Predicting and Improving Test-Time Scaling via Reward Tail-Guided Search

This skill enables Claude to implement and apply Scaling-Law Guided (SLG) Search, a test-time compute optimization algorithm that replaces naive best-of-N sampling with principled budget allocation. Instead of uniformly sampling N candidates and picking the best, SLG Search fits a Generalized Pareto Distribution (GPD) to the tail of observed rewards, predicts how much improvement additional compute would yield per candidate path, and concentrates remaining budget on the most promising intermediate states. This achieves the same reward quality as best-of-N but with polynomially less compute.

When to Use

When the user wants to optimize how an LLM allocates test-time compute across multiple candidate solutions (e.g., math reasoning, code generation, planning)
When building a best-of-N sampling pipeline and wanting principled guidance on how large N should be or how to split budget across stages
When implementing a search algorithm over LLM outputs that needs to decide which partial solutions to expand further
When the user asks to predict LLM scaling behavior without running exhaustive evaluations
When designing multi-stage reasoning pipelines where intermediate states compete for compute budget
When implementing reward-model-guided tree search and needing a principled node selection criterion beyond simple reward ranking

Key Technique

The Problem with Best-of-N: Vanilla best-of-N generates N independent samples, scores them with a reward model, and returns the best. This is wasteful because it treats every sample path equally. Some intermediate states lead to reward distributions with heavy tails (high upside potential), while others have light tails (diminishing returns). BoN cannot distinguish between them.
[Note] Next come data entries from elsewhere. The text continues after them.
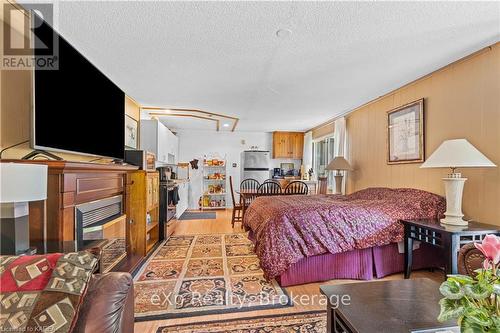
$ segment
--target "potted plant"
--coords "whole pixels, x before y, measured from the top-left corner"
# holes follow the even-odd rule
[[[439,288],[439,321],[457,319],[462,333],[500,332],[500,237],[474,244],[486,259],[474,277],[448,275]]]

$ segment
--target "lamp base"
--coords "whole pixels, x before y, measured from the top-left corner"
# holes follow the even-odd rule
[[[334,194],[342,194],[342,178],[344,176],[341,173],[334,175],[335,178],[335,193]]]
[[[32,253],[29,246],[28,212],[27,202],[0,204],[1,255]]]
[[[467,178],[461,178],[459,173],[448,175],[443,178],[444,190],[446,193],[446,212],[445,218],[441,219],[441,223],[448,225],[466,226],[469,222],[463,219],[462,213],[462,195],[464,192],[464,184]]]
[[[444,219],[439,220],[442,224],[468,226],[469,222],[458,216],[446,216]]]

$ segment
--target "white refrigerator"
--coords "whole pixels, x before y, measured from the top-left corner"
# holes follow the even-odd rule
[[[271,154],[267,150],[245,150],[241,153],[241,181],[255,179],[263,183],[271,177]]]

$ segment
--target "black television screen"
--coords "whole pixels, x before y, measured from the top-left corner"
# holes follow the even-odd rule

Tail-Guided Prediction: SLG Search estimates the tail behavior of rewards at each intermediate state by fitting a Generalized Pareto Distribution to the upper quantile of observed reward samples. The GPD shape parameter (xi) captures whether the reward distribution is heavy-tailed (xi > 0, power-law decay, meaning more compute will likely find much better solutions) or light-tailed (xi near 0, exponential decay, meaning returns diminish quickly). From just m small pilot samples at each state, the algorithm predicts the expected maximum reward achievable with any budget N via the scaling law: V(s, N) ~ baseline + scale * N^(xi). This prediction avoids exhaustive evaluation.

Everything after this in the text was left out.